Mehmet Akif  Ersoy rahmetlinin ‘Ne irfandır veren ahlaka yükseklik ne vicdandır. Fazilet hissi insanlarda Allah korkusundandır” sözünde geçen ‘Allah korkusu’ ‘Takva’ karşılığında kullanılmasa da fazilet hissinin genellikle ‘Allah korkusu, Allah bilinci’ şeklinde çevrilen takvadan kaynaklandığını/ kaynaklanması gerektiğini düşünüyorum.
Nedir takva?
Şems süresinin 7. ve 11. Ayetleri arasında ‘takva’ nefsin, insan özüne/ kişiliğine (nefs) ilham edilen bir potansiyel ve fücurun zıddı olarak kullanılmaktadır. Takva, insanın özündeki/ kişiliğindeki ‘Sakındırıcı güç/ iç dinamik’ bizim ‘vicdan’ dediğimize karşılık olarak kullanılmıştır.
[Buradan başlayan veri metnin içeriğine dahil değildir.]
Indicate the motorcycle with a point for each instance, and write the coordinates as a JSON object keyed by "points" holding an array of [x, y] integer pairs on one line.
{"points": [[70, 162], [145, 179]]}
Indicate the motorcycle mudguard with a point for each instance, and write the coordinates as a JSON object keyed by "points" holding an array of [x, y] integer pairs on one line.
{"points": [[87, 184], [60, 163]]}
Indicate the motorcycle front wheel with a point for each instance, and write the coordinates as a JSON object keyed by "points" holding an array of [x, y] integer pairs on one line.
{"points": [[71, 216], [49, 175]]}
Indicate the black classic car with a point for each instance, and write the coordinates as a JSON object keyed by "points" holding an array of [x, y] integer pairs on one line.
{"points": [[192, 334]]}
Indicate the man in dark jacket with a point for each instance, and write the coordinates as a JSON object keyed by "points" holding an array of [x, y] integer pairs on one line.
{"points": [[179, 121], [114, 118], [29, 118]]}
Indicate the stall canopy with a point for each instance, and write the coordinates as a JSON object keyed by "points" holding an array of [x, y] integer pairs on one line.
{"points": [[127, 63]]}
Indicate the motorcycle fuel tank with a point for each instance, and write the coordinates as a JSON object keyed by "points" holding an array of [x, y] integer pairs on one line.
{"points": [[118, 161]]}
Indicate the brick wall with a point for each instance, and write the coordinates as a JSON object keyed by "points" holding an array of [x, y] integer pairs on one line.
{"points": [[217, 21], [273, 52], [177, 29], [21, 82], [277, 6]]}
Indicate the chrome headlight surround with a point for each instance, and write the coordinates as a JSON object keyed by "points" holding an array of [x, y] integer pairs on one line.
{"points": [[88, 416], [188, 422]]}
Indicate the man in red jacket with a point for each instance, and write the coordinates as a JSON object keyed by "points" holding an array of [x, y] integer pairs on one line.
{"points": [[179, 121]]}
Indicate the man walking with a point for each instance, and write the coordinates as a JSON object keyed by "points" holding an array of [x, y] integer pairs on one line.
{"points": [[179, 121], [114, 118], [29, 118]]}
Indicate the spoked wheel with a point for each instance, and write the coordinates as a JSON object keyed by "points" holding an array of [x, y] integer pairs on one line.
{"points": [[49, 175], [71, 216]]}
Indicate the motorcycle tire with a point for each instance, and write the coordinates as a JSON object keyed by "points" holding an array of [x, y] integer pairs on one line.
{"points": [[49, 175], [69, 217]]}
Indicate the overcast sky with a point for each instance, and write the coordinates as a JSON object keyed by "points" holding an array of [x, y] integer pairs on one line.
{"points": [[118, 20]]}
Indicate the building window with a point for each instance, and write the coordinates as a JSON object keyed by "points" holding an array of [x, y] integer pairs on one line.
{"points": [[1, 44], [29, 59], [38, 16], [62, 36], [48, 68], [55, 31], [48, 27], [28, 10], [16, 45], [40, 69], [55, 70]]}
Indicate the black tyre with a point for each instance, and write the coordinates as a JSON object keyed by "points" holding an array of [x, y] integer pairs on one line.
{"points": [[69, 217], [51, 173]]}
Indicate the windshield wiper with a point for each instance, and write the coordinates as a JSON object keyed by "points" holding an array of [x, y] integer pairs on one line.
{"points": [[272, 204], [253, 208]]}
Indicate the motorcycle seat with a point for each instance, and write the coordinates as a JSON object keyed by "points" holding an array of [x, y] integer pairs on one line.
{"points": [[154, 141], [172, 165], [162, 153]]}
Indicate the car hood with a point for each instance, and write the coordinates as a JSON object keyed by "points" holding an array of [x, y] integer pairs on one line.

Takva insan nefsini iyiye yöneltir, kötüden sakındırır ve kötülük yaptığında da hesap sorar. Yaptığımız iyilikler, ibadat-ü tatlarımızın amacı söz konusu takvanın güçlenmesini sağlamaktır. (Muttaki olmak)

Muttakiler (nefsindeki/ özündeki takvası baskın olanlar, nefsini fücurdan arındıranlar) eylediklerini/ eylemlerini başkaca dış etkenlerin, beklentilerin ve baskıların etkisi ile yapmazlar, Allah’ın insan özüne yerleştirdiği iç dinamik olan takvanın (Allah’ın sakındırıcı gücünün) etkisiyle yaparlar. Basit anlamda ‘İçlerinden gelerek’ eylerler. Yaptıklarını teşekkür ve karşılık beklemeden yaparlar (İnsan: 8-11)
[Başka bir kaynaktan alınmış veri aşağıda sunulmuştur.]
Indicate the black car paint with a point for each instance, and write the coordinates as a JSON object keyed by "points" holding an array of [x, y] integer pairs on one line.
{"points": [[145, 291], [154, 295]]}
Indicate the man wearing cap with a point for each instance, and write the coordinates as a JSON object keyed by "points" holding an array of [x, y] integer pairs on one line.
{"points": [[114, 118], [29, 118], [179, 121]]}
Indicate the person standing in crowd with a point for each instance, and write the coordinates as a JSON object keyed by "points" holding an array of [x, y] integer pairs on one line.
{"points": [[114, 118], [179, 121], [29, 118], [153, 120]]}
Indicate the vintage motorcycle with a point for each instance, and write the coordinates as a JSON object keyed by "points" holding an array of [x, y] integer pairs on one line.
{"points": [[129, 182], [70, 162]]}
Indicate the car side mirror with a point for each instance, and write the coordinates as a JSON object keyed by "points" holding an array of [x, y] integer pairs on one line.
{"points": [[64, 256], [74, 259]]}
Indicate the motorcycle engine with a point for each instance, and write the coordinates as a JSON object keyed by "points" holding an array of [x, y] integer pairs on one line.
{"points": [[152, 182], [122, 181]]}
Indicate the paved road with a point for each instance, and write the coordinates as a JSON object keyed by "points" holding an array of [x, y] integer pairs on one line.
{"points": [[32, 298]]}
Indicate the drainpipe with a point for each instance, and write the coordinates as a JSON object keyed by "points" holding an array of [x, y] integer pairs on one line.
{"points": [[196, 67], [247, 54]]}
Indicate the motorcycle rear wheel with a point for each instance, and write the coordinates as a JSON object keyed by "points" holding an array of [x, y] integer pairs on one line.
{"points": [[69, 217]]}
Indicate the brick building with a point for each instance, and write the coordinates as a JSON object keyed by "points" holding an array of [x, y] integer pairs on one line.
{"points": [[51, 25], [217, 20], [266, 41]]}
Kur’an’da geçen ‘Livechilleh’ ya da bizim literatümüzdeki ‘Allah için’ iş yapmanın anlamı, hiç kimseden bir şey beklemeden, ve korkmadan sırf takva (Allah’ın insan nefsine ilham ettiği sakındırıcı dinamik ile yapmaktır. Bu evrensel ahlak yasasının en büyük ilkesi ve kriteridir.

Salih Amel Nedir?
Salih amel kavramı genellikle iyi, güzel, hoş, yararlı eylemler olarak anlaşılmaktadır. Salih, sulh (Barış) kökünden İsm-i Fail kalıbında bir kelimedir. Anlamı ise barışçı/ barışık/ barışçıl demektir.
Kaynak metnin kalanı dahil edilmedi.